Absolute Metal Roofing Source


As part of ongoing testing in regard to the quality of our metal roofing material, Warnock Hersey International, Inc. conducted a thorough test on the interior surface of an exterior wall supplied by the National Frame Builder’s Association. Along with testing its fire endurance, a hose stream analysis was also done and passed.

The testing procedure followed the standards set for fire tests of building construction and materials. This included adherence to testing policies as established by various organizations including the American Society for Testing and Materials (ASTM), the National Standard of Canada (CAN4-S101-M82) and the Uniform Building Code Standard (No. 43-1). After completion, this test was passed and thus received the one hour fire rating. Nonetheless, this test does not represent or assure system certification.

In meeting the above standards, certain materials and testing methods had to be applied. This included a wall system that was constructed inside of a 10’ x 10’ frame along with the use of other specified materials. Detailed instructions were followed as well in the construction and building of the wall including:

  • A glue-laminated column centerline.
  • Nail-laminated columns spaced 8’ away.
  • Columns supported by girts using S-12 screws.
  • Girts further supported by both horizontal and vertical joints over the north column along with fire-stop blocking.
  • With ¼” hex head screws, metal cladding was attached into the girts and its surrounding area.
  • Mineral wool board added between columns and end blocks.
  • Gold bond fire-shied G type x wall board also used.

Along with the use of designated materials to build the wall, specific dimensions and average weight requirements were also adhered to. This included the interior wall that was constructed using wallboard as well as the exterior wall which was made of steel cladding using material from the National Steel Corporation. Lastly, the wall was insulated to adhere to the guidelines set by the governing bodies. This insulation used mineral wood fiber from well-known manufacturer Fibrex. And lastly, even the screws, nails and other fasteners used to hold the wall together were selected to meet technical guidelines for accurate testing for fire endurance.

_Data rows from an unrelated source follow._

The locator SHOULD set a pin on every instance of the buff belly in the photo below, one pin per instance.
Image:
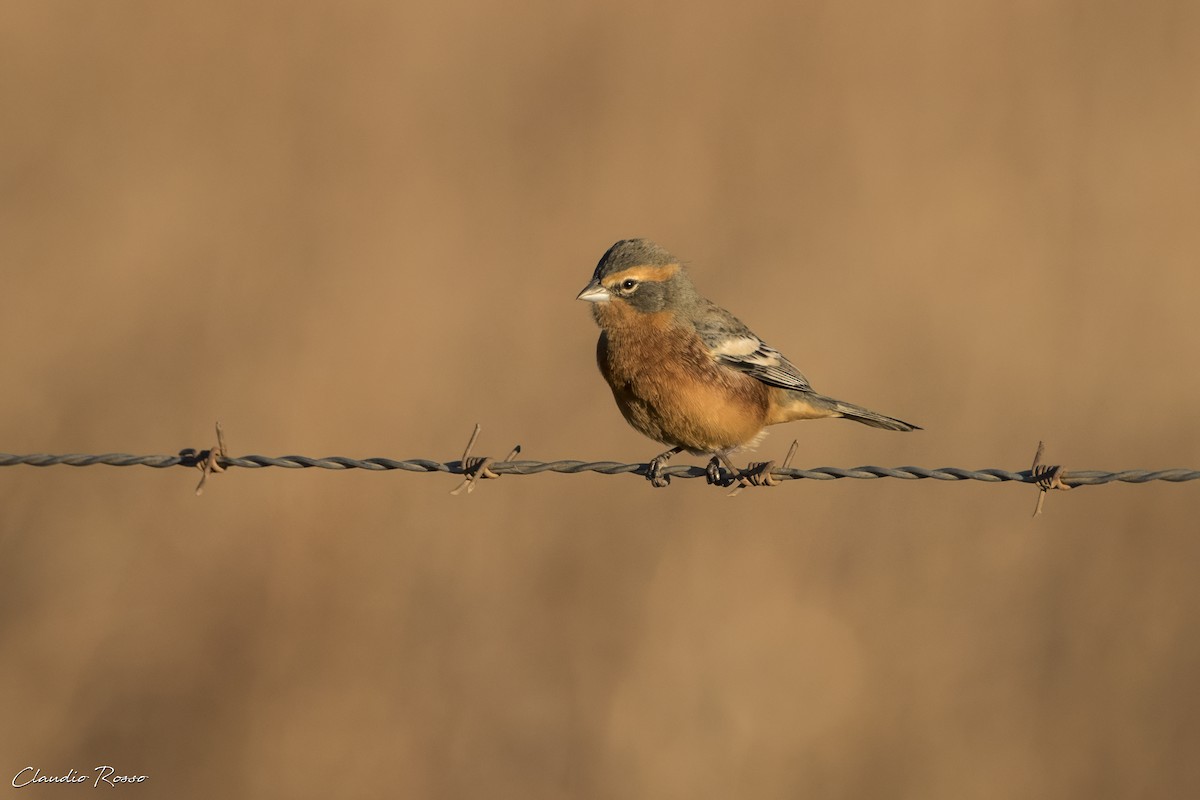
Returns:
(670, 389)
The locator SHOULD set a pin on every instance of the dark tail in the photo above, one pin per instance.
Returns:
(867, 416)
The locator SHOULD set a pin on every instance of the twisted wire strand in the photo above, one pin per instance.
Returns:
(192, 458)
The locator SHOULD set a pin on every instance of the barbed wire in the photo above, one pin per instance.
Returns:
(216, 459)
(570, 467)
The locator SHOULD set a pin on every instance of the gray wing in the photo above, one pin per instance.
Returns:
(733, 344)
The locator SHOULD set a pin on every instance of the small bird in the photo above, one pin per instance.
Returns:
(690, 374)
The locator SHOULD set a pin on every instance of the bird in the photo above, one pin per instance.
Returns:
(687, 372)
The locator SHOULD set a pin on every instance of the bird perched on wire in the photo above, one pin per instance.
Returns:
(690, 374)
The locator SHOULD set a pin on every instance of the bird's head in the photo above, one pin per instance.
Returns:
(636, 275)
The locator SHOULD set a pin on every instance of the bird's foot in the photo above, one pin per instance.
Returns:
(759, 473)
(713, 471)
(654, 469)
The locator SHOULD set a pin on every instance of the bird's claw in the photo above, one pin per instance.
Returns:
(654, 474)
(713, 473)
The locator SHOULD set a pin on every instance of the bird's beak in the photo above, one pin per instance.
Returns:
(594, 293)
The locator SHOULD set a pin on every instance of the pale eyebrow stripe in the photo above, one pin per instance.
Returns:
(645, 272)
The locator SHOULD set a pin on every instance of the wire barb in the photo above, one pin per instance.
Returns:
(479, 467)
(208, 461)
(1047, 477)
(762, 473)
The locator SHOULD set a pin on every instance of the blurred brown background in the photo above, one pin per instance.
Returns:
(359, 228)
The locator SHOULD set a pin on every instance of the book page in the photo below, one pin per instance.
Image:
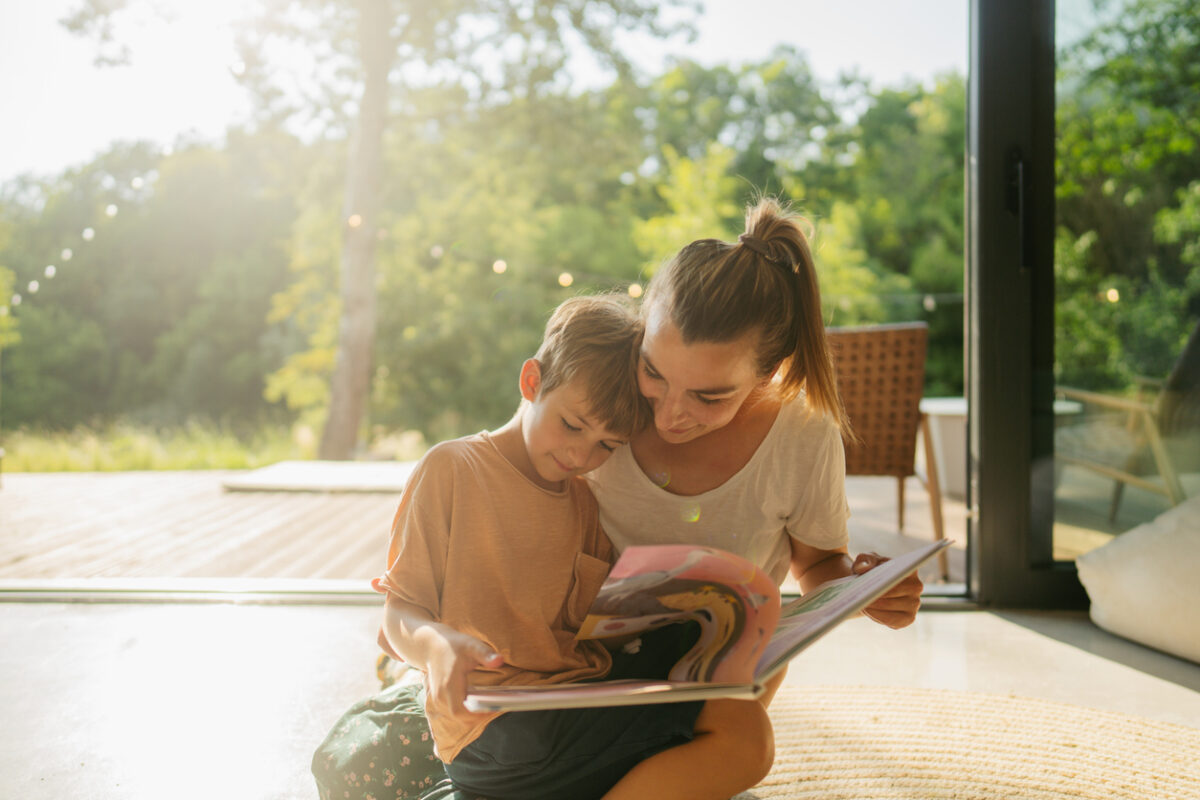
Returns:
(735, 602)
(807, 619)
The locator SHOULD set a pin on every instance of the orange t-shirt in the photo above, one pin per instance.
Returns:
(490, 553)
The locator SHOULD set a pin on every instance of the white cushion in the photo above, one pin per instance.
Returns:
(1145, 584)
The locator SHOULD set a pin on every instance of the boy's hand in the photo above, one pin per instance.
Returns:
(450, 663)
(898, 607)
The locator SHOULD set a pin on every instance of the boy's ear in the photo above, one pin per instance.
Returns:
(771, 376)
(531, 379)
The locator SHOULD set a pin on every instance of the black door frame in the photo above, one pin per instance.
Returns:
(1011, 206)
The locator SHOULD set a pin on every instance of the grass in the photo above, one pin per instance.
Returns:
(125, 446)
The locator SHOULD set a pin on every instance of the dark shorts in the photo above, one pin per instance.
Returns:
(579, 753)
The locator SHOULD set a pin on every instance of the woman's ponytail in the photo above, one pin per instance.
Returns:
(767, 282)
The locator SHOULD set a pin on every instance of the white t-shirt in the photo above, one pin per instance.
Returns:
(793, 485)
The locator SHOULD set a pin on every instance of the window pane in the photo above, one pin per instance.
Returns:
(1127, 266)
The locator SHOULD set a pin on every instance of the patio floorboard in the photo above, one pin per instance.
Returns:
(55, 525)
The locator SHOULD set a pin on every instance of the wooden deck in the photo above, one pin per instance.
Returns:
(184, 524)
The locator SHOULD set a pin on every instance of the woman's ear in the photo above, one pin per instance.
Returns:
(531, 379)
(766, 380)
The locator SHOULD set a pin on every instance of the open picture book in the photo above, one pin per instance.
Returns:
(747, 635)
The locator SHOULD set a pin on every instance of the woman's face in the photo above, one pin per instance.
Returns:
(695, 389)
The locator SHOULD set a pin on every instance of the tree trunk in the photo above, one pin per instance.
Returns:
(352, 368)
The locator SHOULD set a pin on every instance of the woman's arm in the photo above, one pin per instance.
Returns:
(813, 566)
(445, 655)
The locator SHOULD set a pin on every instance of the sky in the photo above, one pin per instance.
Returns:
(60, 110)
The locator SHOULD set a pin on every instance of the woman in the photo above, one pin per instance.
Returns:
(745, 453)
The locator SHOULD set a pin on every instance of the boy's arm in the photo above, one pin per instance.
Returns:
(445, 655)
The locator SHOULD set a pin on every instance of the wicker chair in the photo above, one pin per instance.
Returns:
(881, 377)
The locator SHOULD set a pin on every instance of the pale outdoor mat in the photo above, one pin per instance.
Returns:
(839, 743)
(324, 476)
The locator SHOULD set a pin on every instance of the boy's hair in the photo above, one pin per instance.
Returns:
(595, 340)
(765, 283)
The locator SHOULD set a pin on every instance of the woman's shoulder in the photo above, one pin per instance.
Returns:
(798, 420)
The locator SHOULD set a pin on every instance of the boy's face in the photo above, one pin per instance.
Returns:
(562, 439)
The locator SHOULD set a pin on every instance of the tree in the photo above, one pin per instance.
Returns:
(511, 48)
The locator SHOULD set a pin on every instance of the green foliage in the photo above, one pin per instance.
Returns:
(697, 204)
(119, 446)
(214, 293)
(162, 272)
(1127, 260)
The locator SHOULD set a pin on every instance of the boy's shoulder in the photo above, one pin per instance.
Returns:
(457, 451)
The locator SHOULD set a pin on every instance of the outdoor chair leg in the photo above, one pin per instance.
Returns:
(935, 493)
(1117, 491)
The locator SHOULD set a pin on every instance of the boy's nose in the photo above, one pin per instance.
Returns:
(670, 411)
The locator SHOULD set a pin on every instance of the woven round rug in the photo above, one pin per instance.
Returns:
(867, 743)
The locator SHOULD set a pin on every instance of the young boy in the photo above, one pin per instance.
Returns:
(495, 558)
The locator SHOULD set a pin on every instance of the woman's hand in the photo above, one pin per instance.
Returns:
(898, 607)
(451, 657)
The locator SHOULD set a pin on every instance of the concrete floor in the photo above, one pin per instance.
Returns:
(228, 701)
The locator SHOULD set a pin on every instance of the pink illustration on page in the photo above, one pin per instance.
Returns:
(736, 603)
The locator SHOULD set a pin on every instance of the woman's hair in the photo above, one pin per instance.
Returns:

Using this wall system that was built by the National Frame Builder’s Association according to industry standards, the test was conducted on December 8, 2005. It involved a 60 minute evaluation for fire exposure. Within this hour, the simulated wall was introduced to fire continuously while a 60 second hose stream assessment was also done. For added accuracy, pressure of 10402 pounds was constantly applied to the wall.

The outcome of the test was very positive and resulted in the achievement of a 1 hour fire rating. Throughout the 60 minute period, the exterior wall was able to hold up the added 10402 pound load while also preventing the passage of dangerous or high temperature flames and gases. In fact, the average temperature of the wall during the test remained below 250 degrees Fahrenheit on the unexposed surface. And the highest temperature reached in the one hour period never exceeded 325 degrees Fahrenheit. Finally, the face or gypsum layer of the exterior wall system gave added protection for as long as 19 minutes to the interior support or face girts. These results met and even exceeded the expectations of the standards bodies including the ASTM E-119-88, CAN4-s101-M82 and UBC 43-1.

Just as positive was the outcome of the 60 second hose stream test. It showed no problems with projection of water but instead allowed for the penetration of water through the assembly for the entire 60 second testing period.

If added information is needed, a copy of the entire testing report is available from the engineering department at Fabral. This report serves simply as an overview of the testing procedure and results.